A opinião de ...

A Viral Parvoíce

Durante o período de confinamento, como aconteceu certamente com a maioria das pessoas, tive a oportunidade de pôr em dia muita da oferta cinematográfica que o quotidiano (normal) nos impede de consumir com a regularidade que desejaríamos.
Numa dessas incursões pelo universo da sétima arte, vi um filme muito interessante (não me recordo o título), produzido pela Netflix, numa deliciosa caricatura à dependência da sociedade às redes sociais. Uma paródia que faz dos likes o sal da vida, o substrato a partir do qual se alimentam os egos e concretizam os mais distintos desejos e ambições.
Nesta comédia, por exemplo, os candidatos ao ensino superior, ao primeiro emprego, o acesso ao crédito bancário, para a aquisição de habitação própria ou de viatura, o acesso a uma consulta hospitalar e/ou exame médico, o desconto na entrada num qualquer espectáculo, etc., obedecem não aos critérios ditos atendíveis, mas à quantidade de likes que os interessados/proponentes ostentam.
Ocorreu-me submeter este tema à escrita, depois de, movido pela curiosidade felina e pela sugestão de alguém, aceder, através do Youtube, ao famigerado fenómeno da “Vovó Viral”, um sucesso que, extravasando as fronteiras da portugalidade, conta com mais de 200 mil seguidores e “milhões” de visualizações.
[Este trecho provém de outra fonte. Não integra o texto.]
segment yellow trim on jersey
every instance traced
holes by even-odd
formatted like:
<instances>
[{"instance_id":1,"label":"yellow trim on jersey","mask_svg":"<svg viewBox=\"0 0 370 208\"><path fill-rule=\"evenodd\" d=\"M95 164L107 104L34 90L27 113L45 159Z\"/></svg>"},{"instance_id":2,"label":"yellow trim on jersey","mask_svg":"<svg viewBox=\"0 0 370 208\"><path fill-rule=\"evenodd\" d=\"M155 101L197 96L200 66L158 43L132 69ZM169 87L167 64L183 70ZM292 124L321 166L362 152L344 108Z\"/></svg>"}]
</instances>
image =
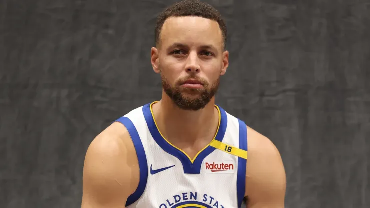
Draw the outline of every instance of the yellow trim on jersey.
<instances>
[{"instance_id":1,"label":"yellow trim on jersey","mask_svg":"<svg viewBox=\"0 0 370 208\"><path fill-rule=\"evenodd\" d=\"M198 204L185 204L178 206L178 208L206 208L206 206Z\"/></svg>"},{"instance_id":2,"label":"yellow trim on jersey","mask_svg":"<svg viewBox=\"0 0 370 208\"><path fill-rule=\"evenodd\" d=\"M176 148L178 150L179 150L179 151L181 152L182 152L184 153L184 154L185 154L188 157L188 158L189 158L189 160L190 160L190 161L192 162L192 164L194 164L194 161L195 161L196 159L196 158L198 156L199 156L199 154L200 153L202 153L202 152L203 152L204 150L206 150L208 146L210 146L210 145L211 144L212 144L212 142L213 142L214 141L216 140L216 136L217 136L217 134L218 134L218 130L220 130L220 126L221 126L221 110L220 110L220 108L218 108L218 107L217 106L216 106L216 105L214 106L216 108L217 108L217 110L218 112L218 118L219 118L219 119L218 119L218 126L217 128L217 132L216 132L216 135L214 135L214 138L213 140L212 140L212 142L209 144L208 144L203 150L201 150L199 152L198 152L198 154L196 154L196 156L194 157L194 158L193 159L192 159L190 158L190 156L188 156L188 154L186 154L184 152L182 151L180 148L178 148L174 144L172 144L171 142L170 142L167 140L166 140L166 138L164 138L164 136L163 136L163 134L162 134L162 133L160 132L160 128L158 128L158 125L157 125L157 124L156 124L156 118L154 118L154 114L153 114L153 108L152 108L153 104L156 104L156 103L157 103L158 102L158 101L156 101L155 102L153 102L152 104L150 104L150 112L152 112L152 116L153 118L153 120L154 120L154 123L156 124L156 127L157 130L158 130L158 132L160 132L160 136L162 136L162 138L163 138L164 140L166 140L167 142L167 143L169 144L171 146L172 146L174 148ZM184 207L186 207L186 206L184 206Z\"/></svg>"},{"instance_id":3,"label":"yellow trim on jersey","mask_svg":"<svg viewBox=\"0 0 370 208\"><path fill-rule=\"evenodd\" d=\"M226 153L238 156L239 158L242 158L246 160L247 160L248 158L248 152L247 151L226 144L217 140L214 140L210 144L210 146L213 146Z\"/></svg>"}]
</instances>

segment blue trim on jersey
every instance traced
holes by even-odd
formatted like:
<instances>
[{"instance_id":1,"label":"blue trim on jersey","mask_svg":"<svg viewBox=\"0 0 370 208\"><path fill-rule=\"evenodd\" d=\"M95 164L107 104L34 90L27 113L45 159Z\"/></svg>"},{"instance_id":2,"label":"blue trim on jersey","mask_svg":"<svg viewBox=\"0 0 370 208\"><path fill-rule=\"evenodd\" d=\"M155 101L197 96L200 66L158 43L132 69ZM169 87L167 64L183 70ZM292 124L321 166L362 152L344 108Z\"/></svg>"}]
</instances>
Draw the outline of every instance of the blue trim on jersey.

Ainda que o pudor esteja longe de ser um traço distintivo da minha personalidade, ao ver alguns excertos de meia dúzia de vídeos – que assentam no diálogo entre avó e neto (algures numa aldeia transmontana), num registo de linguagem pouco comum neste grau de parentesco, que vai do “alho” ao “fosga-se” -, fiquei deveras estupefacto perante este Nada que parece Tudo para milhares de pessoas, por entender, na minha cândida inocência, que o carinho e a ternura por aqueles que nos são queridos se expressam com naturalidade, no seio familiar, sem exibicionismos.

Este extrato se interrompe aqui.